As we made our way to Leeds and Jack underwent tests, my mum, Elaine, told Sue what was happening. Sue told us about Eckersley House which is just a few minutes’ walk away from the hospital and our names were already on the waiting list for a room.
Jack was diagnosed with Non-Hodgkin’s lymphoma after a series of biopsies, lumber punctures and tests. We were told the predicted timescale of his treatment plan was four months and were made aware of the effects of the treatment, i.e. Jack losing his hair, his mouth being really sore after each cycle of chemotherapy and also his mood swings!
The coronavirus restrictions meant that only one of us could stay on the ward with Jack so on the first night I was looking into hotels in Leeds where one of us would be able to stay. It was daunting to see just how much it would cost us to be there by our son’s side as he started his cancer treatment. Neither of us wanted the other to be alone in a city away from friends and family, or for the other to be at home away from us.
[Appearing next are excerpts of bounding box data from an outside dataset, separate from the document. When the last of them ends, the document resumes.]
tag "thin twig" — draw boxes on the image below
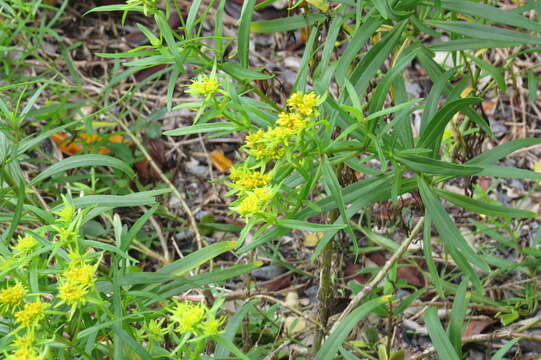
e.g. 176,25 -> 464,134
141,206 -> 171,264
248,294 -> 323,329
331,217 -> 425,332
113,115 -> 203,249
When Sue told us about Eckersley House, it was one less thing to worry about. I think without Eckersley House we would have struggled, both mentally and financially. The next day we were handed keys to a room and it became our ‘Home from Home’ for three weeks. It was just reassuring to know we didn’t have to cross that bridge, because of the help we received. I would encourage anybody to think about just how much that means. To put yourself in our shoes and think about the reality of it.
Don’t think something like this only happens to other families. It doesn’t! That’s how I used to think, but I don’t anymore. It can happen to anyone, and it did. Having The Sick Children’s Trust’s ‘Home from Home’ isn’t to be taken for granted, as without people supporting its work it might not be there when you or your loved ones need it.
Fortunately, Jack’s treatment is going very well. His latest biopsy results look promising. He’s really good in himself and seems to be fending off infections really well. As he now is spending more time at home than in Leeds we no longer use Eckersley House, but we will be forever grateful for what they’ve done for both myself and my family.